Pour rentrer dans le vif du sujet, deux morceaux tirent véritablement l'album vers le haut, ce qui ne suffira pas à en faire une oeuvre exceptionnelle, loin de là, mais on sent les prémices d'un concept plutôt attirant - celui de nous faire danser, gesticuler dans tous les sens par le biais d'une voix rauque, vivante et écorchée. On parle bien sûr de l'éponyme ainsi que du neuvième titre « Today » qui, par ailleurs, sont les seuls singles promotionnels issus de cette quatrième galette. Ainsi, après être passé par l'écoute d'un court instrumental de blues aérien très classique dans le fond, la piste suivante, elle, nous ramène à des temps beaucoup plus éloignés où une simple note suffisait à passer l'épreuve des vingt-ans et à en tirer un véritable tube intemporel. Justement, c'est ce qu'il se produit avec l'étonnante «
Rattle that Lock » qu'on a l'impression de connaître depuis de longues années et où l'on parviendrait même à s'auto-convaincre que ce n'est pas le compositeur Français Michaël Boumendil qui a créé le jingle de la SNCF mais bien
David Gilmour qui a inspiré le musicien à inventer la petite mélodie de la célèbre société de chemins de fer.
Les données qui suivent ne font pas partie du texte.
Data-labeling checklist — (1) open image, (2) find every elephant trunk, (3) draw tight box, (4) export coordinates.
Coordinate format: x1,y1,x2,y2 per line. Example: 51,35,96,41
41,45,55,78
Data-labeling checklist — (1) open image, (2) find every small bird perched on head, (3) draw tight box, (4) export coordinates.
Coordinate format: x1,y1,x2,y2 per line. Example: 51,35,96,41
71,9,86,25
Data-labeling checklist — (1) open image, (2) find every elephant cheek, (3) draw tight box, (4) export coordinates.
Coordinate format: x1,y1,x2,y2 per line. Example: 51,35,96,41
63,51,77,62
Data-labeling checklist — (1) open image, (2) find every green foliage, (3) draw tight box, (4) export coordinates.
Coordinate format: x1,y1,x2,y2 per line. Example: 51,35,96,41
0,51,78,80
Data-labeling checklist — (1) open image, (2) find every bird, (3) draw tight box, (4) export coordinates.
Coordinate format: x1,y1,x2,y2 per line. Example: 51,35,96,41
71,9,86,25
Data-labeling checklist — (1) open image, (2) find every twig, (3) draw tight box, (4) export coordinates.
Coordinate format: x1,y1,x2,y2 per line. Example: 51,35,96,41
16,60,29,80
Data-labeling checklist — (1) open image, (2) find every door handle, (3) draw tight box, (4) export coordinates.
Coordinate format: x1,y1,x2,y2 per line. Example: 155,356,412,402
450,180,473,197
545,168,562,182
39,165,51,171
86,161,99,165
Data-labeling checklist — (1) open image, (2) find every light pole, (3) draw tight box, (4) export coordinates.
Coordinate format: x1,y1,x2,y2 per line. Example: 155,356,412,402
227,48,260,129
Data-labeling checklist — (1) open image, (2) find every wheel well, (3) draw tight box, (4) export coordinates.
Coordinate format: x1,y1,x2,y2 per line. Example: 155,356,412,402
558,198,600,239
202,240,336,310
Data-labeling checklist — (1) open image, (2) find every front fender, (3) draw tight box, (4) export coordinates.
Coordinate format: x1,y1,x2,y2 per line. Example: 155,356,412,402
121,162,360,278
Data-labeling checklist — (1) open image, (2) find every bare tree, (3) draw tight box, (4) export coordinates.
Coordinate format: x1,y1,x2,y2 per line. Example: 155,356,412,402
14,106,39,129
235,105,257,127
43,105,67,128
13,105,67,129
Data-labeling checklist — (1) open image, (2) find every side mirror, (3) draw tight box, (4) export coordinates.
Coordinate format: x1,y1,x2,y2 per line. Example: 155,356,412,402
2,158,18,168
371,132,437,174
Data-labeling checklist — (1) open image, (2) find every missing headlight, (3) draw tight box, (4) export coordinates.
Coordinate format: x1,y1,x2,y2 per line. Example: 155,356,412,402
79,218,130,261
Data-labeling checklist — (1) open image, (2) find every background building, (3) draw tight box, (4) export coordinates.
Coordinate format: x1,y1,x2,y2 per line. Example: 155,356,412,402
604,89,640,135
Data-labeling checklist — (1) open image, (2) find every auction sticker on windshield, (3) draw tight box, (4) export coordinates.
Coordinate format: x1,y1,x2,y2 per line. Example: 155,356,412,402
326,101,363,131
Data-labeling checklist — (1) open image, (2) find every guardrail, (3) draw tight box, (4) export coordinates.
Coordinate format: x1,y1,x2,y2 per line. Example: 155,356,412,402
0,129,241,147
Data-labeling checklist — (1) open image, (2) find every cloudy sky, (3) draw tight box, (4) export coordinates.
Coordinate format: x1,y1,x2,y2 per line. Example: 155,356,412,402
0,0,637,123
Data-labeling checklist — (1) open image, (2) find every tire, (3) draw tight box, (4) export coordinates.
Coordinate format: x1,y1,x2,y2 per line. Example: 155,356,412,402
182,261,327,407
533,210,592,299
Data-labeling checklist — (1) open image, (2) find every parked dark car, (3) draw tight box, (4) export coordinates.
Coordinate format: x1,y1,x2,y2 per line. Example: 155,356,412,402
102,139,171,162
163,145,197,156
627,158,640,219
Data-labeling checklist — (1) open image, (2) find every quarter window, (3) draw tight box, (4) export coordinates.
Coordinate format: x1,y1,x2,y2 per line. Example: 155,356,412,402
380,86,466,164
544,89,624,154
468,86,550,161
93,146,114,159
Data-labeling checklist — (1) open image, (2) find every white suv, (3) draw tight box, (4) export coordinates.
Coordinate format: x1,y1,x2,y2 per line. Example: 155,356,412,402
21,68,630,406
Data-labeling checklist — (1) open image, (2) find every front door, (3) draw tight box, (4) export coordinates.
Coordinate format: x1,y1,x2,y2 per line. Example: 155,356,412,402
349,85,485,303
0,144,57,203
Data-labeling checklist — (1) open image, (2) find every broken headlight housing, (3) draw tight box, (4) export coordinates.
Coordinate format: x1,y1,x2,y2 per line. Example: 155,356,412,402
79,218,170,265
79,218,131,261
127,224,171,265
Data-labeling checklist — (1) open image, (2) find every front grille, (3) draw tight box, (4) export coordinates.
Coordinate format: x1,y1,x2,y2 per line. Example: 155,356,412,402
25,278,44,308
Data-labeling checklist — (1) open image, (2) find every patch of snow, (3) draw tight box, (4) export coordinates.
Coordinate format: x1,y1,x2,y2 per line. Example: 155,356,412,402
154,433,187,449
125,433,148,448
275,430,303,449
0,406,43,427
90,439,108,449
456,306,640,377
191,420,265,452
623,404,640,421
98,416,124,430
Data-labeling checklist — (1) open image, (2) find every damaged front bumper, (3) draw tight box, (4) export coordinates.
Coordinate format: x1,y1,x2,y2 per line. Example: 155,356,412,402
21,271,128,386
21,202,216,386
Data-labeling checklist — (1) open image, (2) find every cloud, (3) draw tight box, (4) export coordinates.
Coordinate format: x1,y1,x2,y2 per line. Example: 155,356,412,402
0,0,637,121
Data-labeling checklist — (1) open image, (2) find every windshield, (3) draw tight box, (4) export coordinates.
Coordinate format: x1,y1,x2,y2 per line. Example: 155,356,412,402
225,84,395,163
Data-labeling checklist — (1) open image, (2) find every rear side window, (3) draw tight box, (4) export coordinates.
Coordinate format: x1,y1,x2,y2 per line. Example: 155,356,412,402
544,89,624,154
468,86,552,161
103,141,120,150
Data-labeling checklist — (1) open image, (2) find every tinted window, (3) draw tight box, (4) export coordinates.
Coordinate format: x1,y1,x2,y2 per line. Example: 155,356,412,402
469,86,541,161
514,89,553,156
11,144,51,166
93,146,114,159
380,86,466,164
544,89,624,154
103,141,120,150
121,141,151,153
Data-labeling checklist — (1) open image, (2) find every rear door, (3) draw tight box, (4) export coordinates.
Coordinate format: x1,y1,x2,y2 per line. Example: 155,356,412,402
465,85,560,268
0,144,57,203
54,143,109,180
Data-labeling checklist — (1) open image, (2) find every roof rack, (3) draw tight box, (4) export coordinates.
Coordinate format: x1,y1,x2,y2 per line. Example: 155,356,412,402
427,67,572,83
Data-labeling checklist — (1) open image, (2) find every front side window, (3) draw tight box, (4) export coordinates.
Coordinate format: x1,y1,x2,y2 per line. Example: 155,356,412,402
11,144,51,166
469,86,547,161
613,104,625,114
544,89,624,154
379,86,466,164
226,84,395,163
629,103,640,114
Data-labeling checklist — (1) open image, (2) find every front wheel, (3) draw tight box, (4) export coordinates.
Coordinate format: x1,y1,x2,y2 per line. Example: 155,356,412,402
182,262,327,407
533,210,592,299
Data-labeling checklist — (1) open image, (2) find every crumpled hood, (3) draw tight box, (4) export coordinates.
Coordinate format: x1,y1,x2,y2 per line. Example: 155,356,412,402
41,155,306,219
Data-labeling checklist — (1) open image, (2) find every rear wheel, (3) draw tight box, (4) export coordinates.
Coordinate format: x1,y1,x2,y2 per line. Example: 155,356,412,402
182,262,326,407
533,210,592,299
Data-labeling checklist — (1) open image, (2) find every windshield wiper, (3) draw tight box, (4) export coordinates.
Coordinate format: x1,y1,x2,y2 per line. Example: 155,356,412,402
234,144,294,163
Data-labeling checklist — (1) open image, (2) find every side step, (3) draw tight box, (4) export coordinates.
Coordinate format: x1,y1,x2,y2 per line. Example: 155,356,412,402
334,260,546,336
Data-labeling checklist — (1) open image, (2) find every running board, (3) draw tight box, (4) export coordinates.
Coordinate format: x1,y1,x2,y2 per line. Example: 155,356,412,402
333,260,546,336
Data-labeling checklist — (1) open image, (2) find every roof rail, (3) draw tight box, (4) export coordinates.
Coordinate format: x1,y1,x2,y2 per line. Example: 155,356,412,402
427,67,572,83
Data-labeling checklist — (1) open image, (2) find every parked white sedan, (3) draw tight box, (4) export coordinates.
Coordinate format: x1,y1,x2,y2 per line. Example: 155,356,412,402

On a là quatre notes (à la base abominables...) qui emmènent le titre vers une progression folle et jazzy où flirte un gros solo de rock 70's bien à l'ancienne et un soutien vocal de choix porté par le Liberty Choir. Autant dire qu'avec un morceau de cette trempe, il est plus que difficile d'accorder autant d'attention et d'importance aux autres compositions comme par exemple la (trop) délicate et donc soporifique « The Girl in the Yellow Dress », idéale pour une publicité de parfum haut de gamme et dans le contexte d'un album-reprise des standards du jazz, beaucoup moins pour un album étiqueté rock.
Sur le podium des réussites, on peut brièvement reparler du cas de « Today », plutôt jouissive si l'on occulte l'introduction un peu lourdingue formée autour d'une ligne de chœurs d'une telle blancheur qu'on se croirait presque transporté au cœur de la chrétienté Anglaise. Cependant, on ressent de bonnes vibrations, le rythme parle à tout le monde et l'équilibre des sonorités est vraiment nickel. Côté riffs, c'est encore un bon point pour lui, en particulier pour l'ouverture de dix secondes façon ruée vers l'or que l'on a pu entendre sur « Dancing Right in Front of Me » mais qui hormis ce détail sympathique, ne propose rien d'autre qu'une redite manquant cruellement de relief et d'inventivité. Après, il est certain que les performances vocales sont justes, concluantes, pourtant, l'auditeur rebroussera très vite chemin compte tenu de la production plate, lisse et trop orchestrale à laquelle on a affaire. Pour illustrer cet argument, on peut se brancher sur le cas de la quatrième onde « A Boat Lies Waiting » à fond sur le côté sentimental et nostalgique qui, de par ce vieux sample narré du défunt Richard Wright parti en 2008, lui rend une sorte d'hommage unissant, en supplément, le duo
David Crosby /
Graham Nash avec, encore une fois, la sensation d'être confronté à un chant de Noel gentillet garni aux somnifères. Véritablement, c'est en voulant bien faire que Gilmour a loupé son coup et c'est donc ce que l'instrumental peu concluant « And Then... » nous montre bien. Il y plane un mystère irrésolu, on se pose encore des questions sur la pertinence réelle de cet opus, très professionnel et carré dans son ensemble, mais creux et assommant.
En guise de conclusion, «
Rattle that Lock » est un album rattle, ou tout simplement raté, qui a voulu s'innover dans un white-jazz d'Eglise ambient et progressif. On laissera Gilmour traîner sur les halls de la gare car à côté, Pope Francis n'aura aucun mal à être plus rock que lui. Si vous aussi, vous avez la sensation que le succès potentiel de cette oeuvre ne tient que sur la mélodie principale du titre éponyme, ce n'est pas une coïncidence. Passez votre chemin.